More news today in the saga of Sprint and T-Mobile possibly merging as new information indicates at least a couple banks have provided proposals to Sprint that show how such a deal could work. The estimates put the complete deal in the $50 billion range composed of two parts, about $31 billion for the actual acquisition of T-Mobile and another pot of money totalling about $20 billion to refinance existing T-Mobile debt. T-Mobile's current market value is about $26 billion and rising based on reports of a possible merger.
While the financial analysis completes an important step for Sprint, there are still several issues that would need to be resolved. One of those is the regulatory approval such a deal would require, especially from U.S. antitrust authorities who may not look favorably on the market for major U.S. carriers being reduced from four to three. Another issue will be the roles of the carriers' majority investors SoftBank Corp. of Japan and Deutsche Telekom AG of Germany as well as what the roles of Sprint and T-Mobile will be. Even something as basic as deciding which entity will be rolled into the other needs to be addressed.
Another issue for the two entities is time. Given the size of the deal and the expected regulatory reviews, final approval could take more than the typical 9 months banks are used to committing to when funding something like this. The parties are also up against an expected mid-2015 government auction of wireless airwaves. A possible merger is already within the 12-18 month window needed to complete such a deal prior to the auction taking place.

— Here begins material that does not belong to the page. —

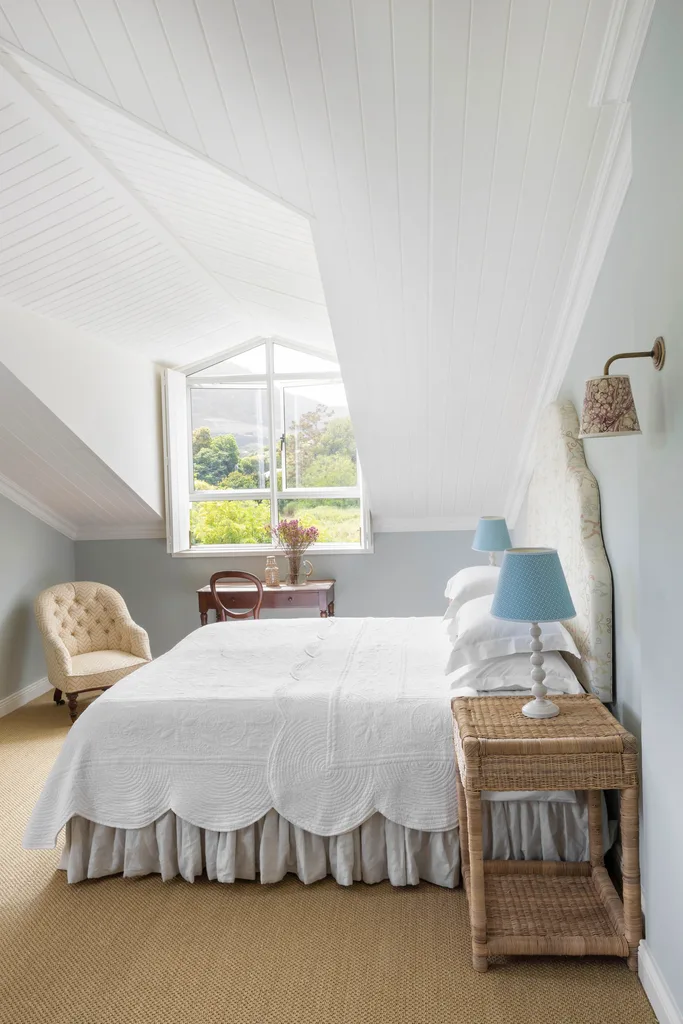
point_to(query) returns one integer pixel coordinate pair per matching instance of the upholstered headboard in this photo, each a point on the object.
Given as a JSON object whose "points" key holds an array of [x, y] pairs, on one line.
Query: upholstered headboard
{"points": [[563, 512]]}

For now, management of both companies continue their work on trying to turn around their companies with varying success. Sprint continues to lose customers while T-Mobile's Uncarrier strategy seems to have helped it turn the corner.
source: Wall Street Journal
This wouldn’t really work in any functional way unless they convert equipment and other stuff and rely on t-mobiles already built up network to do it… Sprint just doesn’t have the overall clout or experience to really get this going in a meaningful way at all and it is puzzling… T-mobile’s coverage is set to improve this year and i’d fear them merging with sprint would cause their coverage to be lacking further than it is and their prices to go up when they do not need to
I’ve used AT&T (broke contract with 3 phones to get away), Metro PCS (great but didn’t have the phone I wanted), Sprint (left the day my contract was up) and now am with T Mobile. T mobile has been great in every way. I fear this deal would just bring Sprints serious dysfunction to T-mo and ruin the only good carrier I’ve found.
Merging two duds will only create a single dud in the market place.